У меня защемило в груди, в том месте, где имплантированы стенты. После разрыва с Адаром у меня участились боли в области сердца, и ты настоял, чтобы я пошла к врачу. Ты оказался прав. Ты во второй раз спас мне жизнь (в первый раз ты сделал это, уведя меня из родительского дома). Меня по сей день дрожь берет при одной мысли о том, до какой степени были забиты мои артерии. Протяни я чуть дольше, сердце бы не выдержало. После того как мне ввели катетер, это ты, Михаил, сидел возле моей больничной койки. Ты отменил все свои заседания. Ты держал меня за руку. Ты носил мне из кафе в торговом центре рядом с больницей чай с миндальными круассанами. (Я знаю, что все эти подробности тебе известны. И если я об этом говорю, то обращаюсь не столько к тебе, Михаил, сколько к себе. Именно сейчас для меня важно вспомнить о твоих лучших чертах.)
По идее пациент не должен ощущать присутствия стентов, но со мной это было не так. Я их чувствовала и продолжаю чувствовать. Особенно в минуты сильного душевного волнения. Они дают о себе знать острой режущей болью.
После долгих, очень долгих минут, на протяжении которых в машине звучала только музыка, Авнер Ашдот сказал:
– Подъезжаем к Ноиту.
Я попросила его остановиться чуть раньше.
Он затормозил в нескольких метрах от распахнутых ворот. Будка охранника пустовала. Покрытый ржавчиной щит сообщал: «Добро пожаловать в Ноит. Сельский кооператив». Авнер Ашдот заглушил мотор, но оставил Шопена.

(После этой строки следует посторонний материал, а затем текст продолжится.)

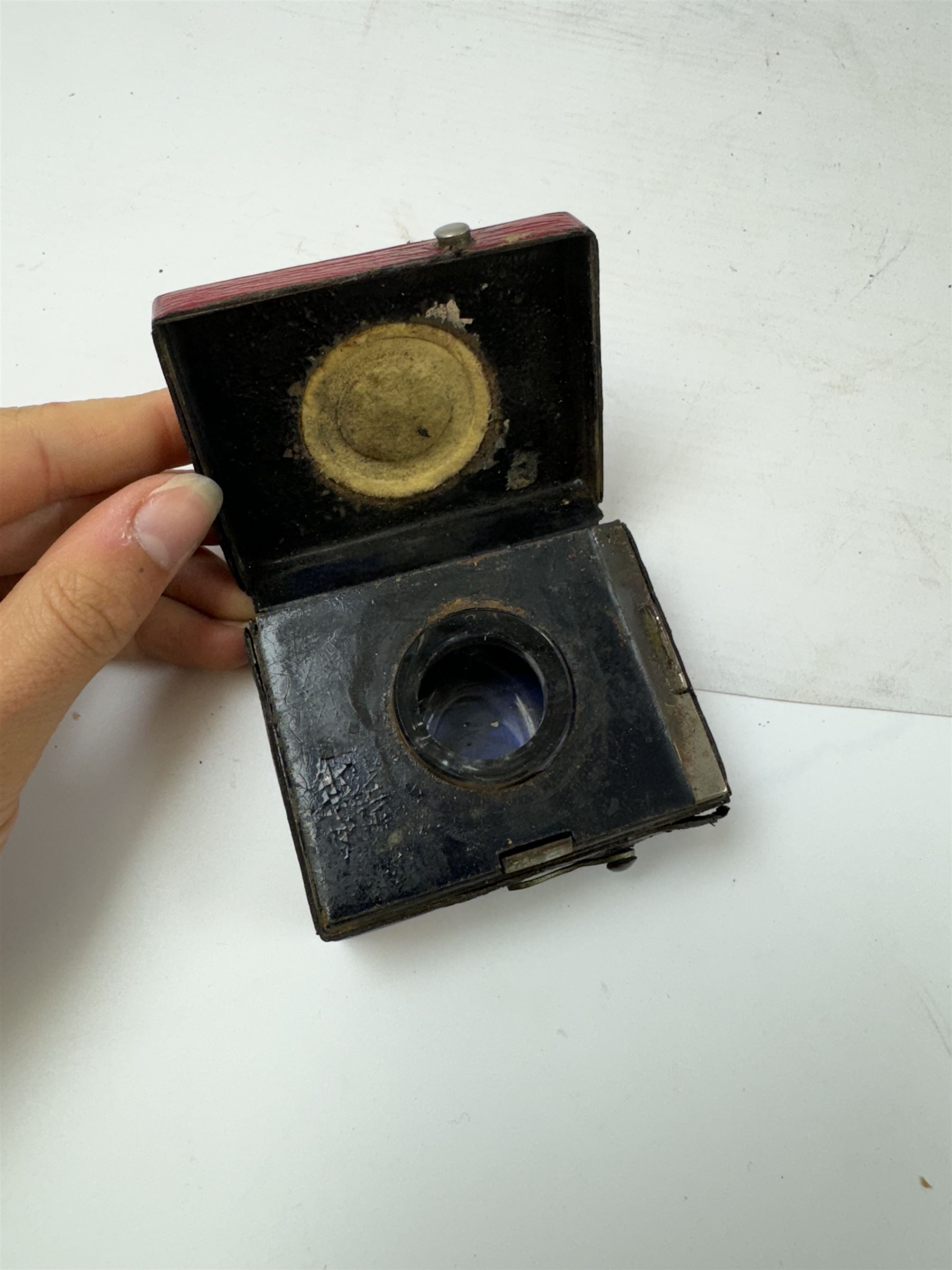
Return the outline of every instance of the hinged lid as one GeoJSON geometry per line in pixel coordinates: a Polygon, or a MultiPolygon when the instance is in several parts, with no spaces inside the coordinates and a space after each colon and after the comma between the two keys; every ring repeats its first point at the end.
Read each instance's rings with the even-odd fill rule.
{"type": "Polygon", "coordinates": [[[259,607],[598,521],[598,254],[566,213],[160,296],[259,607]]]}

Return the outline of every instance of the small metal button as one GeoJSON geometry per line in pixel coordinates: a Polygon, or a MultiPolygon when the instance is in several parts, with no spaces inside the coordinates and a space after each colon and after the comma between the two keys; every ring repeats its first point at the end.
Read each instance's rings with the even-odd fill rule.
{"type": "Polygon", "coordinates": [[[605,861],[605,869],[611,869],[612,872],[622,872],[623,869],[631,869],[635,859],[633,851],[621,851],[617,856],[611,856],[605,861]]]}
{"type": "Polygon", "coordinates": [[[449,248],[451,251],[462,251],[472,243],[472,231],[462,221],[440,225],[438,230],[433,231],[433,236],[440,246],[449,248]]]}

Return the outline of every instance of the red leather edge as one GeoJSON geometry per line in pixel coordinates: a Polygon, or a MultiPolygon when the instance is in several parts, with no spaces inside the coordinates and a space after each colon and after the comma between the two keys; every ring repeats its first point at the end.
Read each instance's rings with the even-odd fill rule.
{"type": "MultiPolygon", "coordinates": [[[[473,230],[472,244],[467,246],[466,254],[486,251],[496,246],[510,246],[517,243],[533,243],[538,239],[556,237],[584,229],[581,221],[570,216],[569,212],[529,216],[522,221],[506,221],[503,225],[489,225],[486,229],[473,230]]],[[[253,273],[246,278],[231,278],[227,282],[211,282],[203,287],[169,291],[164,296],[157,296],[152,302],[152,321],[192,312],[195,309],[208,309],[212,305],[253,300],[260,295],[272,295],[275,291],[288,291],[293,287],[314,286],[333,278],[355,277],[376,269],[415,264],[420,260],[433,259],[444,250],[437,245],[434,239],[428,239],[425,243],[405,243],[401,246],[388,246],[380,251],[341,255],[336,260],[298,264],[291,269],[253,273]]]]}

Он накрыл мою руку своей ладонью.
Я быстро отдернула руку, как будто к ней прикоснулись не пальцы, а клешни краба. Не глядя ему в глаза, я сказала:
– Мы не дети, Авнер. Если вы хотели, чтобы я увиделась с сыном, надо было меня предупредить.
– Это Асина идея, – сказал он, – и вы должны это знать. После того как вы в первый раз приходили ко мне принять душ, я рассказал ей о вас. Рассказал, какое впечатление вы на меня произвели… Тогда у нее и родилась эта идея…
– Не имеет значения, – прервала я его, – у кого родилась эта идея.
– Мне жаль, что так вышло, но…
– Так не должно было выйти, – снова прервала я его. – Коварно. По-хитрому. Вы одурачили меня, Авнер. А я не люблю, когда меня дурачат.